The Spanish southern city of Barcelona is definitely one to visit if you’re interested in culture, history, or food. Its many architectural sites are amazing to visit if you’ve got anything from a few hours to a few days to spare. Most notably by Gaudi, you’ll find hundreds of little stalls selling his patterns on anything from plates, to umbrellas, to books. Perfect for reading up on his works and finding out the history behind his many pieces dotted around the city. There are so many things to do in Barcelona, but here are my personal favourites.
Take a cable car from Barceloneta to Montjuic. This cable car is a short, seven minute journey, which takes you directly over the spanish World Trade Centre halfway up the mountain. You can then get a Furnacular (mountain train) up to the top of Montjuic to visit the castle, or you can get the bus which will cost only 1€ with a T10 card. The views, although short lived, are incredible, and reaching the top of the mountain (which can also be done on foot, for those of us with good stamina) feels like something of a feat in itself.
Once you’ve appreciated the views from the top, you can either get the train back to the bottom of the mountain or you can get a bus halfway down and visit the national Catalan art museum – perfect for anyone with a brief knowledge of art to experts. The building itself is worth going for, and Barcelona’s famous ‘magical fountain’ is at the bottom of the walk, and lights up in the evenings.

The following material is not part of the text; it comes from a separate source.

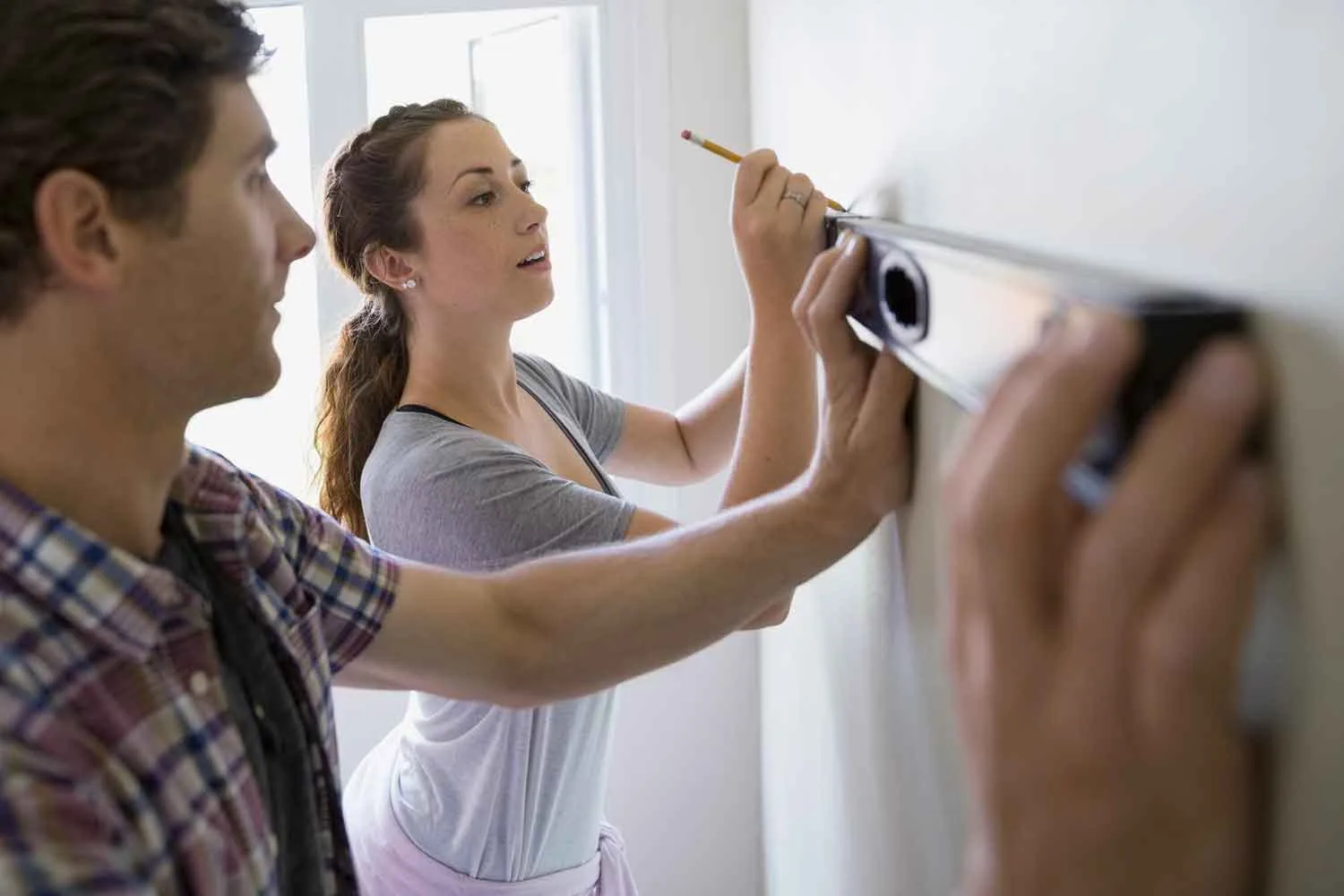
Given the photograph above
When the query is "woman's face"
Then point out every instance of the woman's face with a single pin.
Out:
(483, 247)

If your interest is primarily in architecture, consider visiting one of Gaudi’s most famous pieces. Take the metro to Diagonal in the Eixample district, and visit Casa Mila and Casa Battlo. There are often long queues to get inside either house, but the stunning work on the outside of the houses is worth visiting regardless.
If you’ve got more time on your hands, venture further into the mountains to Park Guell – at only €7 entrance fee it’s worth admiring the works and scenery. Not to mention the amazing views from the top again. Park Guell is a great place to visit in the summer; bring a picnic and spend the afternoon here soaking up the sun on the patchwork inspired seats.

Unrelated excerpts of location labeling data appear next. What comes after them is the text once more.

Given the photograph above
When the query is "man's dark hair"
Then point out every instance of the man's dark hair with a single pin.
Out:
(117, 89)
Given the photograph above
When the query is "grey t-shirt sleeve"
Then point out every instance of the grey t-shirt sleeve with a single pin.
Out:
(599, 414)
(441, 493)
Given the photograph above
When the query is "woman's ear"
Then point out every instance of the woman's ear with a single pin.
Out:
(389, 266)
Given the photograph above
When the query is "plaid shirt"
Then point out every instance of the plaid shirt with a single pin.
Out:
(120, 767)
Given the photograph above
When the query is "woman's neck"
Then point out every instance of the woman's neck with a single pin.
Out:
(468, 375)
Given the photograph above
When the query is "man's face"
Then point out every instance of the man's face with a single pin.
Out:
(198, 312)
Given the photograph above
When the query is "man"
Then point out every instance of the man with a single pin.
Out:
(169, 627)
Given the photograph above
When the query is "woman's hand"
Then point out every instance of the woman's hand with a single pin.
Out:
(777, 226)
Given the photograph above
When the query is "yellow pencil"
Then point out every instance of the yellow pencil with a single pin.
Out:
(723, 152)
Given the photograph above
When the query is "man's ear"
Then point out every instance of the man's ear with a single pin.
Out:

If you’re more into relaxing, Cuitadella Park cannot be missed. The park is huge, and has everything from a boating lake, to saxophonists and a huge fountain. There’s a cafe where you can get an ice-cream and sit in front of the fountain, and plenty of grass for lazing around.
Barceloneta and Mar Bella have excellent beaches if that’s your ideal situation. Barceloneta is closer to the centre and far busier, but during the summer months it’s worth taking the extra trip to Mar Bella to experience a peaceful scenario. Barceloneta beach benefits from being right next to lots of cafes and restaurants, meaning that if you choose to buy food there’s plenty of choice too.

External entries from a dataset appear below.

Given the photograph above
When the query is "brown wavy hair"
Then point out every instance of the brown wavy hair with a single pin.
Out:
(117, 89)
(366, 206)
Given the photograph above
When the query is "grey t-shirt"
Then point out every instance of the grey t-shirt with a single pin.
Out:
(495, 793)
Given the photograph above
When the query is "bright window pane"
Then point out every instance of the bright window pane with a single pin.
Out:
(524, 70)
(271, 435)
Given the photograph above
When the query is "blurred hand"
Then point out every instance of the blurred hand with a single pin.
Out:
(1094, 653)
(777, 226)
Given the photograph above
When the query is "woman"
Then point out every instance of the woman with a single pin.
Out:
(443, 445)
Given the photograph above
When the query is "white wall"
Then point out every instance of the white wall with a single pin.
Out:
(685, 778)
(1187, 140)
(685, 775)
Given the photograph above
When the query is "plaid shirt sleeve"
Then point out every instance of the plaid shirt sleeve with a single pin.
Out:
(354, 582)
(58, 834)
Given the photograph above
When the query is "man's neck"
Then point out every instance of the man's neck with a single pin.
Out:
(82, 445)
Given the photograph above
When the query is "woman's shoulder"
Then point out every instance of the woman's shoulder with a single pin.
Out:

For someone who enjoys exploring, have a wander around the Gothic Quarter. Full of bumbling back streets, more tapas bars than you can count, and guaranteed noise and life, it’s the place to go for someone with a lot of energy and a want to explore. You’ll be able to buy anything there, from sweets at a shop called ‘Happy Pills’ to fresh, homemade smoothies and typically spanish clothes. Barri Gotic, as it’s known, is also renowned for pick pockets, so although it’s a definite tourist hotspot it’s also wise to keep an eye on your bag at all times. The Gothic Quarter is also home to BACOA, which serves arguably the best burgers in the world. Ever.
Barcelona is full of markets where you can easily grab some bargains, ranging from the huge food market down La Ramblas (the major street of the city) to the monthly Palo Alto, which consists of food, live music, clothes and more. Otherwise known as ‘Barcelona’s coolest market’, you’ll probably have to queue to get in after 1pm, but it’s well worth a visit. The food market down La Ramblas is the kind of place you could spend hours wandering round, and holds stalls selling more fish than you’d think was available in the sea, along with crepes, amazing shaped marzipan treats and meat.
Finally, the Sagrada Familia, one of the most well known unfinished pieces of work, has to be visited. For those of us with a lack of architectural knowledge, both the outside and the inside of the building is incredible. For people with a more in depth knowledge, it will be easy to understand why such a project has taken so long to complete – with a varied finishing date still. The stained glass windows light up the entire place, with each one representing a different biblical aspect. Visiting even only briefly will give you a feeling of calmness, and it’s definitely one to take the time to visit if you’re not in the city for long.
Barcelona is an incredible city, and there’s enough to do whether you’re there for three days or 30 days. In my own opinion, I do not think there are many cities as versatile as Barcelona, with such contrast in available activities and interests.